5. “Visual Studio 2008 SDK 1.1”
Moreover, any textually sorted data has to be treated as fairly sorted in many cases. Sorting strings depends on the sort rules used to compare, and, therefore, order pairs of strings. A sort performs a culture-sensitive comparison of strings in which certain characters may have special weights assigned to them. For example, the hyphen (“-”) may have a very small weight assigned to it so that “coop” and “co-op” appear next to each other in a sorted list.
If the sorting rules at the sorting time and the rules at the lookup time do not match, then the binary search might fail. The range inclusive probe algorithm is as confident as the linear search, but it is much faster in such cases.
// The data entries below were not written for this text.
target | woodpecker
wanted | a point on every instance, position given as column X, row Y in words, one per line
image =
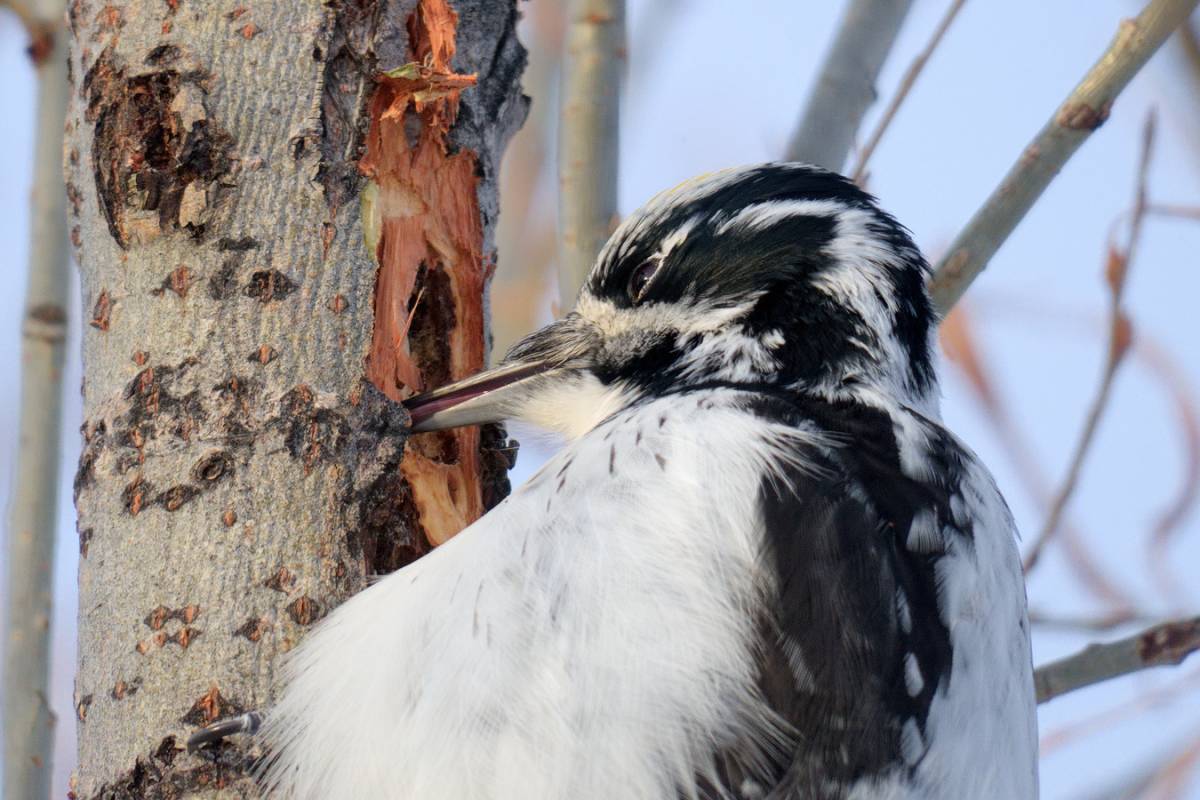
column 760, row 567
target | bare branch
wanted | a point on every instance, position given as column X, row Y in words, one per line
column 958, row 342
column 845, row 89
column 1120, row 337
column 1085, row 109
column 1162, row 645
column 28, row 721
column 906, row 84
column 588, row 137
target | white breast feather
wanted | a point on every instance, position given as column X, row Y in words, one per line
column 612, row 609
column 591, row 637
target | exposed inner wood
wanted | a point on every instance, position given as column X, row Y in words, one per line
column 421, row 214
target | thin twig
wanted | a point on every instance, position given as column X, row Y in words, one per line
column 845, row 88
column 1162, row 645
column 1092, row 624
column 33, row 522
column 959, row 344
column 1141, row 702
column 1171, row 518
column 906, row 84
column 1085, row 109
column 588, row 137
column 1120, row 337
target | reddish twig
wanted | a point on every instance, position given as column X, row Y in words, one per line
column 1114, row 715
column 959, row 344
column 1120, row 336
column 906, row 84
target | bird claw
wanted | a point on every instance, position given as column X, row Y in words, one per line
column 221, row 729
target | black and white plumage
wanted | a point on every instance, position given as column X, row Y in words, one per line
column 760, row 567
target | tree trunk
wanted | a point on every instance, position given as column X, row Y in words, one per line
column 283, row 216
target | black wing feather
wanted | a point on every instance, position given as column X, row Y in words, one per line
column 852, row 605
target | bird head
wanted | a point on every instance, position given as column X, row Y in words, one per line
column 777, row 277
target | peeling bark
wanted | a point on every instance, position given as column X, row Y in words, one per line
column 283, row 216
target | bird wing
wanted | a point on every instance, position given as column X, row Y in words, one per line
column 856, row 641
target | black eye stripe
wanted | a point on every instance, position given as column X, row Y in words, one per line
column 640, row 278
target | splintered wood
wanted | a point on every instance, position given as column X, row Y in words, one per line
column 421, row 221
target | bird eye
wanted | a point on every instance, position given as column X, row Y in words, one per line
column 641, row 278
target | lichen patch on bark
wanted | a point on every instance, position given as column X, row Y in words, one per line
column 423, row 221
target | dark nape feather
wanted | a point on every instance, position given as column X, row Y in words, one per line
column 833, row 648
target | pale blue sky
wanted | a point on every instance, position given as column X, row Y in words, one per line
column 724, row 89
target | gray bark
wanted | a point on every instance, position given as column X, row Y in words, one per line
column 845, row 88
column 33, row 516
column 244, row 469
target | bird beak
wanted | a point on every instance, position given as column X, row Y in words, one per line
column 499, row 394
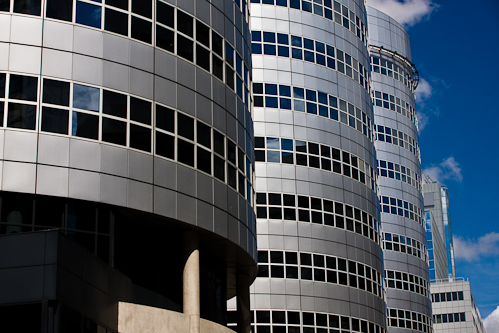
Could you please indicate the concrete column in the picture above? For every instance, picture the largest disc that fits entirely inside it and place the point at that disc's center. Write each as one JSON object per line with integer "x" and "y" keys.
{"x": 243, "y": 303}
{"x": 191, "y": 292}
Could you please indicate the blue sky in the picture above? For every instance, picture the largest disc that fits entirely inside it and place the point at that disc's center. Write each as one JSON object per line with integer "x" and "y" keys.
{"x": 455, "y": 46}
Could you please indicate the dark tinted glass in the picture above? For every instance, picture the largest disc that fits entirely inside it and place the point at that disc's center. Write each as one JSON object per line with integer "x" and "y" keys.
{"x": 184, "y": 23}
{"x": 115, "y": 21}
{"x": 165, "y": 14}
{"x": 60, "y": 9}
{"x": 140, "y": 110}
{"x": 142, "y": 7}
{"x": 184, "y": 47}
{"x": 114, "y": 104}
{"x": 23, "y": 87}
{"x": 165, "y": 38}
{"x": 2, "y": 85}
{"x": 123, "y": 4}
{"x": 55, "y": 92}
{"x": 165, "y": 145}
{"x": 88, "y": 14}
{"x": 141, "y": 29}
{"x": 165, "y": 118}
{"x": 114, "y": 131}
{"x": 85, "y": 125}
{"x": 202, "y": 34}
{"x": 185, "y": 126}
{"x": 21, "y": 116}
{"x": 55, "y": 120}
{"x": 31, "y": 7}
{"x": 140, "y": 137}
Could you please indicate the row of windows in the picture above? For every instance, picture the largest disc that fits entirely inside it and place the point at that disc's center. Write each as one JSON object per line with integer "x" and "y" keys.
{"x": 390, "y": 102}
{"x": 314, "y": 155}
{"x": 399, "y": 172}
{"x": 285, "y": 97}
{"x": 311, "y": 51}
{"x": 401, "y": 207}
{"x": 330, "y": 9}
{"x": 399, "y": 243}
{"x": 447, "y": 297}
{"x": 319, "y": 268}
{"x": 99, "y": 114}
{"x": 449, "y": 318}
{"x": 391, "y": 69}
{"x": 316, "y": 210}
{"x": 408, "y": 282}
{"x": 398, "y": 138}
{"x": 309, "y": 320}
{"x": 409, "y": 320}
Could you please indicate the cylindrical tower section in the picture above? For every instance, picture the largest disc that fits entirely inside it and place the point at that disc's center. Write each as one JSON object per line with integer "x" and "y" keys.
{"x": 394, "y": 79}
{"x": 125, "y": 124}
{"x": 320, "y": 261}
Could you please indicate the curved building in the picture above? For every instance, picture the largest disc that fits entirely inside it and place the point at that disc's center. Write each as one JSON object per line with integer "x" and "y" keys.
{"x": 125, "y": 125}
{"x": 319, "y": 255}
{"x": 394, "y": 79}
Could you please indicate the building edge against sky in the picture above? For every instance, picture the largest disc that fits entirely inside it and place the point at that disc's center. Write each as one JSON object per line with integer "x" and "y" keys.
{"x": 125, "y": 125}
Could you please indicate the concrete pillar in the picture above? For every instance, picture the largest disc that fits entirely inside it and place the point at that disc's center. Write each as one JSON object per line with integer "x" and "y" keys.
{"x": 191, "y": 292}
{"x": 243, "y": 304}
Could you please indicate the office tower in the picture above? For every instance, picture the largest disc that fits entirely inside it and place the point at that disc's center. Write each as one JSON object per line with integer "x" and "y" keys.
{"x": 320, "y": 262}
{"x": 394, "y": 79}
{"x": 437, "y": 211}
{"x": 126, "y": 127}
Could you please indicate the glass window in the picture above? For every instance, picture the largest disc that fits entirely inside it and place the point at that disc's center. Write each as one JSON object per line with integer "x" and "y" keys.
{"x": 114, "y": 131}
{"x": 23, "y": 87}
{"x": 55, "y": 120}
{"x": 140, "y": 110}
{"x": 60, "y": 9}
{"x": 21, "y": 116}
{"x": 88, "y": 14}
{"x": 85, "y": 125}
{"x": 116, "y": 21}
{"x": 55, "y": 92}
{"x": 114, "y": 104}
{"x": 141, "y": 30}
{"x": 86, "y": 98}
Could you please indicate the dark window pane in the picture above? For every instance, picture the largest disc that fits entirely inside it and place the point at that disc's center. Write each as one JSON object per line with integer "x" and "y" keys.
{"x": 165, "y": 14}
{"x": 88, "y": 14}
{"x": 115, "y": 21}
{"x": 185, "y": 152}
{"x": 140, "y": 110}
{"x": 165, "y": 145}
{"x": 203, "y": 57}
{"x": 140, "y": 137}
{"x": 122, "y": 4}
{"x": 85, "y": 125}
{"x": 165, "y": 118}
{"x": 184, "y": 47}
{"x": 142, "y": 7}
{"x": 165, "y": 38}
{"x": 55, "y": 120}
{"x": 21, "y": 116}
{"x": 114, "y": 104}
{"x": 184, "y": 23}
{"x": 60, "y": 9}
{"x": 31, "y": 7}
{"x": 141, "y": 29}
{"x": 114, "y": 131}
{"x": 23, "y": 87}
{"x": 55, "y": 92}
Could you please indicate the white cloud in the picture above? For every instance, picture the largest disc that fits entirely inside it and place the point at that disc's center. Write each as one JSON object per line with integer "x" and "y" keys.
{"x": 407, "y": 12}
{"x": 448, "y": 169}
{"x": 472, "y": 249}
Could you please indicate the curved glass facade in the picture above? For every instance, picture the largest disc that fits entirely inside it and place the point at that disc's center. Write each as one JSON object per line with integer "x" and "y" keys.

FIG. 4 includes example table 400 illustrating lookup of an element with value “0” in a list of 10 integers employing a range inclusive probe algorithm according to embodiments. In table 400, first column 472 includes the list of 10 elements. The data is partially sorted. Every row has an element swapped with a neighbor. The lookup value is the index of a row.
Position of the lookup value, number of steps taken by the algorithm to find the lookup value, and average performance for each row are listed in columns 474, 476, and 478. Last column 480 lists the lookup steps as the algorithm goes through the elements of each array. The average performance over the 10 permutations of the array shown in table 400 is 3.70 steps. This can be compared to 5.5 steps of a linear search algorithm. As discussed above, a strictly binary algorithm cannot perform the search successfully in partially sorted arrays. If the data is expanded to 100 elements or more, the performance improvement of the range inclusive probe over linear search algorithm markedly grows.
While the example data and processes have been described with specific elements and steps, embodiments are not limited to the example data arrays, algorithm steps, and configurations. An application employing a range inclusive probe algorithm to perform searches through sorted, partially sorted, or unsorted data may be implemented in other systems and configurations using other aspects of speech synthesis using the principles described herein.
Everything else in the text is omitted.